This is Water

Quick Thoughts on David Foster Wallace's Famous Speech

Hi Friend,

Welcome back to the newsletter.

I hope your summer is winding down well.

I don’t know about you, but I’m incredibly looking forward to fall…. Cooler weather, jeans, sweaters, and football season... Sign me up.

We've still got a few weeks before then, so let's explore a topic that feels like summer.

Water. Just not in the way you're expecting.

Let’s jump in.

Over the weekend, I visited Ocean City, NJ with my family. We spent hours relaxing on the beach and in conversation with one another. It was a much-needed breather.

One of the surprising highlights was watching the documentary “The End of the Tour.”

Receiving a 92% on Rotten Tomatoes, this film masterfully chronicles a 5-day interview that took place in 1995 between author David Foster Wallace and Rolling Stone journalist David Lipsky.

David Foster Wallace, played by Jason Segal, is in the middle of his book tour for “Infinite Jest,” a 1007-page beast that’s widely considered one of the novels ever written when he is visited by journalist David Lipsky, played by Jesse Eisenburt, who feels called to share Wallace's story with the world.

The acting from Jason and Jesse is straight-up masterful and the storyline is quite captivating as well, despite being a somewhat-cerebral documentary.

I’d highly highly recommend watching the film if/when you have a chance, but today, I’m going to share a more digestible form of David Foster Wallace’s ideas that I found after being inspired by the film.

In 2015, David Foster Wallace delivered a commencement speech to Kenyon College that is now (somewhat well) known as “This is Water.”

It’s brilliant & entertaining on a number of levels and can be found on YouTube HERE and summarized in this succinct article HERE.

The speech begins with a light-hearted story of two young fish swimming along and meeting an older fish who says, “Morning, boys. How’s the water?”

The two young fish swim on for a bit, and then one of them looks over at the other and goes “What the hell is water?”

Wallace points out that “The point of the fish story is merely that the most obvious, important realities are often the ones that are hardest to see and talk about.”

He goes on to illustrate some of the most fundamental lessons of human adulthood, including how to think properly, how to choose meaning, and ultimately, how to create real freedom.

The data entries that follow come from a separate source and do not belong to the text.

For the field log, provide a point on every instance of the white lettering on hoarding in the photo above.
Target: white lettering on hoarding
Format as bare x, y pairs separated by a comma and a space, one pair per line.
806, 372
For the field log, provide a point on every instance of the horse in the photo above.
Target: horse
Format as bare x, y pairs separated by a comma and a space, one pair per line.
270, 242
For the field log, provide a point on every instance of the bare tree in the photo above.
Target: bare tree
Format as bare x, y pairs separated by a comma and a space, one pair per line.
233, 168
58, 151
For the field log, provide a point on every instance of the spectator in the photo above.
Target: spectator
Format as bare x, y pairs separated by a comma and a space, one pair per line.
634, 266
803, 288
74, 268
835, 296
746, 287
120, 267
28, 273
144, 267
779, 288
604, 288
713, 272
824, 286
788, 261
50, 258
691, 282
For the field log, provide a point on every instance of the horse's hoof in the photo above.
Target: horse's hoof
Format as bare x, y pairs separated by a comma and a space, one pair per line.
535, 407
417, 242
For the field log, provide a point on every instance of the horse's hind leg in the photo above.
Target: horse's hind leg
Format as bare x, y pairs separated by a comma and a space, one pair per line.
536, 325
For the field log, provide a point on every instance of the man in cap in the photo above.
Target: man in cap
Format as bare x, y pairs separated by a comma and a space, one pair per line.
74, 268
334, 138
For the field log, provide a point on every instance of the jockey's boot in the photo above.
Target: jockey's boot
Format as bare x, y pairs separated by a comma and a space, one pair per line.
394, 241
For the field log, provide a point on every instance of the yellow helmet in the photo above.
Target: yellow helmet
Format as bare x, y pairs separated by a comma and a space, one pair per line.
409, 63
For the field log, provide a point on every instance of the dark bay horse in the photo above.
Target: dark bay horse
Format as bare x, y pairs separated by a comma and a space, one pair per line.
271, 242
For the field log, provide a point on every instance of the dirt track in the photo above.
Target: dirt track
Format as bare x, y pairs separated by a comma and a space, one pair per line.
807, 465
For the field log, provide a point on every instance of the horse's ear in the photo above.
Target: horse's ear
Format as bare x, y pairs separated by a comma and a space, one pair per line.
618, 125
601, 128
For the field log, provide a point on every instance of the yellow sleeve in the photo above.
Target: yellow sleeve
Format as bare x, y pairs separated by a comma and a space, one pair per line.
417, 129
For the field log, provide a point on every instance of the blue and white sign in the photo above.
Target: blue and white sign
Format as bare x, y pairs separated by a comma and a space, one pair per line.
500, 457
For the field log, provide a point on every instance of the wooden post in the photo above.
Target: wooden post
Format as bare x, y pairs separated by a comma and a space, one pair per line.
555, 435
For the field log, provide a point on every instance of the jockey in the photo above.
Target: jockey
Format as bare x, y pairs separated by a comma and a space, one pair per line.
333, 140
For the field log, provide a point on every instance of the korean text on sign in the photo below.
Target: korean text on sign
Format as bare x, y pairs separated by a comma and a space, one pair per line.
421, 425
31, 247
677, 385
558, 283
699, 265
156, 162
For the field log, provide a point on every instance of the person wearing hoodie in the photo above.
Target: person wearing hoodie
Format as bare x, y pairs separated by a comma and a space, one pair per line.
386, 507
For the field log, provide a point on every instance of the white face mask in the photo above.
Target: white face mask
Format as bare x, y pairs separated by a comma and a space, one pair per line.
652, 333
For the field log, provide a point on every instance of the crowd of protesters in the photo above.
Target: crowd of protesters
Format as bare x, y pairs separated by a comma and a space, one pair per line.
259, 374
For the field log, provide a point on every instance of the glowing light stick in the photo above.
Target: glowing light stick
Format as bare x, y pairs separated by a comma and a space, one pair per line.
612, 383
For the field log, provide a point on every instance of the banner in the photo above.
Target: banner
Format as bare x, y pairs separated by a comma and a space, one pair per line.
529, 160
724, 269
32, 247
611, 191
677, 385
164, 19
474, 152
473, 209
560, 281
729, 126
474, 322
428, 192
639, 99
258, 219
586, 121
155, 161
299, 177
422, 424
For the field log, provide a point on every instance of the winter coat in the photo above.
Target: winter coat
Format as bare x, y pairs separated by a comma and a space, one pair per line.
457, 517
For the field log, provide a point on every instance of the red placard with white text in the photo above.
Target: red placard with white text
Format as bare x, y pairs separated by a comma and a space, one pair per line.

I could try to summarize some of these ideas more specifically, but/and I’d really just encourage you to go listen to it Here.

Or check the book summary I mentioned above. It slaps.

It’s 20 minutes well-spent and could very well inform the way you approach life forever.

Here's a quick blurb of one of my favorite excerpts, below.

The really important kind of freedom involves attention and awareness and discipline, and being able truly to care about other people and to sacrifice for them over and over in myriad petty, unsexy ways every day.

That is real freedom. That is being educated, and understanding how to think. The alternative is unconsciousness, the default setting, the rat race, the constant gnawing sense of having had, and lost, some infinite thing.

I know that this stuff probably doesn’t sound fun and breezy or grandly inspirational the way a commencement speech is supposed to sound. What it is, as far as I can see, is the capital-T Truth, with a whole lot of rhetorical niceties stripped away. You are, of course, free to think of it whatever you wish. But please don’t just dismiss it as just some finger-wagging Dr Laura sermon. None of this stuff is really about morality or religion or dogma or big fancy questions of life after death.

The capital-T Truth is about life BEFORE death.

It is about the real value of a real education, which has almost nothing to do with knowledge, and everything to do with simple awareness; awareness of what is so real and essential, so hidden in plain sight all around us, all the time, that we have to keep reminding ourselves over and over:

“This is water.”

Buttermilk Falls State Park, September 2021.

I appreciate you reading and hope you have an incredible week ahead.